Lecture 18: post-hoc ANOVA

November 12th, 2024 (10th week of classes)

post-hoc ANOVA analysis

When the null hypothesis of an ANOVA is rejected, we accept the alternative hypothesis, which states that “at least two samples come from different statistical populations with different means.” However, ANOVA does not specify which pairs of means are significantly different. Identifying these differences is a crucial step in further interpreting the outcomes of research studies.

This additional analysis is referred to as a post-hoc test, conducted after the ANOVA has been performed.
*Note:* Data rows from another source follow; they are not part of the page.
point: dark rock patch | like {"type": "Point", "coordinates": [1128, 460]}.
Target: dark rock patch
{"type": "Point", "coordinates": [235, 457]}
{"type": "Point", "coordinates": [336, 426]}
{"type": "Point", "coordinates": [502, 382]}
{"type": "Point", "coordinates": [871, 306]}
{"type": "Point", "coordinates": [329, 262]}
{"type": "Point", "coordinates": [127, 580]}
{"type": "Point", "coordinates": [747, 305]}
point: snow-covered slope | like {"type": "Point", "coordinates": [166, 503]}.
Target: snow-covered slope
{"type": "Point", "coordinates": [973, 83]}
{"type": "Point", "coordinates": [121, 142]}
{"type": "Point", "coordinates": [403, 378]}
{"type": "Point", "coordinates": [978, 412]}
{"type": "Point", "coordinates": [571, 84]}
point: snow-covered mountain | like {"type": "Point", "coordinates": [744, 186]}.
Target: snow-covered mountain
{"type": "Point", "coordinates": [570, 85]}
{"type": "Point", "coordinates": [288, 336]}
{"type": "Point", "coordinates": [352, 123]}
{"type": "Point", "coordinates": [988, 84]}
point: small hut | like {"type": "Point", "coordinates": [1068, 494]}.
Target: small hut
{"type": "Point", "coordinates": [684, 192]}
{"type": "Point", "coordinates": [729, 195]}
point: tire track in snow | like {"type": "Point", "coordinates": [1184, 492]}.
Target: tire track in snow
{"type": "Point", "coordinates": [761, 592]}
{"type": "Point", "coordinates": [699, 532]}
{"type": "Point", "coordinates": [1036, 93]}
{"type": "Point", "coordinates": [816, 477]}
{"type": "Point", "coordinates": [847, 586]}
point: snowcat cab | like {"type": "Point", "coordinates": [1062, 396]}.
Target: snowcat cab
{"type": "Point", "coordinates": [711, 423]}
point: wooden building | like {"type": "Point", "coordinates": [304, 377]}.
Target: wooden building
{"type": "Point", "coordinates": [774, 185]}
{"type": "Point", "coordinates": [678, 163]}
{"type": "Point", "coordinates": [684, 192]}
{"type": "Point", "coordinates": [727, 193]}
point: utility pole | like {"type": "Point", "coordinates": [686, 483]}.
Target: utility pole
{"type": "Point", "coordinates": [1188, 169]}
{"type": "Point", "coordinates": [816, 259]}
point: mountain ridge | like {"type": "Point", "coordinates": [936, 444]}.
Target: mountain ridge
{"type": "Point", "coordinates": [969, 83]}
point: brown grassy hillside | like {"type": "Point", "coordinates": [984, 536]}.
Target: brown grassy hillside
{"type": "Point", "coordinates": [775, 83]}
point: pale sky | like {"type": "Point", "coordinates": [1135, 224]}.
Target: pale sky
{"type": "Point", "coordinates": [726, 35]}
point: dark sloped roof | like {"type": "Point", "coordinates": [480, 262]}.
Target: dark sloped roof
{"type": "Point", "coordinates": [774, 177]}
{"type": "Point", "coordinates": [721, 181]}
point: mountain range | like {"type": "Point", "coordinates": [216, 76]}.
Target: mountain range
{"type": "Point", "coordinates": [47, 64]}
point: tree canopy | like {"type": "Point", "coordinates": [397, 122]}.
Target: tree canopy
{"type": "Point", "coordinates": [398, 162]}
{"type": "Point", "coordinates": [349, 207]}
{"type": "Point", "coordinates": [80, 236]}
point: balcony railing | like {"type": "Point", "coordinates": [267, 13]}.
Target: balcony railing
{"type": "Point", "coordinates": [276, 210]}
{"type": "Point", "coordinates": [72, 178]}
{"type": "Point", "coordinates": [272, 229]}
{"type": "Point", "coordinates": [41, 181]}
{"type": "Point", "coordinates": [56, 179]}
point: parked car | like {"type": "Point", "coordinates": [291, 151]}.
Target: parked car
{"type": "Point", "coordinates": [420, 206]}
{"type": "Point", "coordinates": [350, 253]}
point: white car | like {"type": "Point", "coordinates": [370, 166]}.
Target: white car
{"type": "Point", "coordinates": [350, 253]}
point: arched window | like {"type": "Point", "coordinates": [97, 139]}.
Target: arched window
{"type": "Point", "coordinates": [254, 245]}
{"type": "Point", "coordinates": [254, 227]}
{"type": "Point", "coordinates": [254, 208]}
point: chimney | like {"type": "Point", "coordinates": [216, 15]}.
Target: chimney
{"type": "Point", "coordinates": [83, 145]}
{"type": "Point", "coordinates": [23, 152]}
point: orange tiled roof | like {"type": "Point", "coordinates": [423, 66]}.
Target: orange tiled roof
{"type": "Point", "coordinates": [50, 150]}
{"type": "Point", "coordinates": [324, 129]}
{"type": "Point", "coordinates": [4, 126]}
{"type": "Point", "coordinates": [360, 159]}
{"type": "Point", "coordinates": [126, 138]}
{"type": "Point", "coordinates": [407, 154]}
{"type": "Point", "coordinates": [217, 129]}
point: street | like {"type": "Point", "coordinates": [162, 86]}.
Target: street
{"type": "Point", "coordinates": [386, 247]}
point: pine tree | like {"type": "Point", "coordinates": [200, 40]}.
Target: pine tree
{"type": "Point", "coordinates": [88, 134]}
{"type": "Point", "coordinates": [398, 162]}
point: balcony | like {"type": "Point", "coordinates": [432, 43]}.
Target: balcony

Additionally, we emphasize the importance of verifying that the assumption of homoscedasticity holds before proceeding with an ANOVA, as this ensures the validity of the analysis.

Lecture

Slides:

Download lecture: 3 slides per page and outline

Download lecture: 1 slide per page

Supplement to the lecture (demonstration of principles involving family-wise Type I error using code)

There is no need to study the code below but it will allow to understand further the issues discussed in this lecture.

We saw ttat if we set an alpha of 0.05, i.e., acceptance area of 95% (0.95), then the chance of finding at least one significant test when you should not (i.e., committing one Type I error or a false positive error) out of 24 tests is:

\[1-0.95^{24}=0.708011\]

The code below reproduces the plot on how the probability of at least one type I error changes as a function of number of tests. It turns out that to achieve a probability of 100% we need at least 328 tests.

n.tests <- 1:328
prob.atLeast1.TypeIerror <- 1 - 0.95^n.tests
prob.atLeast1.TypeIerror[325:328]

## [1] 0.9999999 0.9999999 0.9999999 1.0000000

plot(n.tests,prob.atLeast1.TypeIerror,pch=16,col="firebrick",
     cex=0.3, xlab="number of tests",ylab="prob. of at least one type I error")

The code below then generates 328 two-sample t tests when all tests are based on sampling from the same population, i.e., any significance would be true false positives (i.e., type I errors). 328 two-sample t tests are repeated 1000 times. Each time, the number of significant p-values are counted and recorded in the vector number.TypeIerrors.

number.samples <- 328
groups <- c(rep(1,15),rep(2,15))
number.TypeIerrors <- c()
for (i in 1:1000){
  samples.H0.True <- replicate(number.samples,rnorm(n=30,mean=10,sd=3))
  p.values <- apply(samples.H0.True,MARGIN=2,FUN=function(x) t.test(x~groups,var.equal = TRUE)$p.value)
  number.TypeIerrors[i] <- length(which(p.values <= 0.05))
}

Code for plotting the number of type I errors per 328 two-sample t-tests in the order they were performed. The blue line shows the average number of type I error rates estimated from the data, which is given by mean(number.TypeIerrors). This value should be extremely similar to 16.4, which is the expected number of values given by 0.05 x 328. In order words 5% of tests are expected in average to be siginificant when they should not (i.e., a product of multiple Type I errors, called the family-wise type I error as discussed in the lecture). mean(number.TypeIerrors) is not exactly 0.05 x 328 (the true average value) because we calculated mean(number.TypeIerrors) based on 1000 times 328 tests. They would be equal if we had run infinite times 328 tests.

plot(1:1000,number.TypeIerrors,pch=16,col="firebrick",cex=0.3,xlab="order in which the 328 tests were conducted",ylab="number of Type I errors per 328 tests")
abline(h=mean(number.TypeIerrors),col="blue",lwd=2)
expected.avg.typeIerror <- 0.05*328
mean(number.TypeIerrors)